As above, 'Select #3' have been printed three times,
  1. first time, through top Filter's condition, e.g. (<in_optimizer>((select #3),<exists>(select #4)))
  2. second time,  by postfix walk, through Filter's condition in 'Select #4', e.g. (<cache>((select #3)) < tc.e)
  3. third time, print subplan of 'Select #4'.

Only for the second time, it is unreasonable.

Suggested fix:
WalkItem will walk through all item subselect, thus for nested subselect, it may be collected more than once.
There is a natural thought to solve this, collect all the top subselect for nested subselect if any. Thus we need choose another way to walk item.
Otherwise, we can just prevent same path child been push_backed into children simply.
[14 Sep 2023 7:56] tianfeng li
Repeated subquery plans were printed in format=tree.

(*) I confirm the code being submitted is offered under the terms of the OCA, and that I am authorized to contribute it.

Contribution: 0001-Repeated-subquery-plans-were-printed-in-format-tree.patch (application/octet-stream, text), 1.97 KiB.
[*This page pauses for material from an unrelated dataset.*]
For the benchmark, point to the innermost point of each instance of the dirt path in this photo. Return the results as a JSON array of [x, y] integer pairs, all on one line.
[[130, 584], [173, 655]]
[14 Sep 2023 8:05] MySQL Verification Team
Hello tianfeng li,

Thank you for the report and contribution.

regards,
Umesh
[9 May 12:28] Frederic Descamps
Thank you for your contribution, however our development team fixed this in parallel in a slightly different way.
[13 May 3:07] tianfeng li
Thank you for the update! I'm glad to hear the issue has been resolved.
Could you kindly share the commit link for the official fix when convenient? I'd like to learn from the team's approach to improve my future contributions.
Looking forward to contributing again in the future.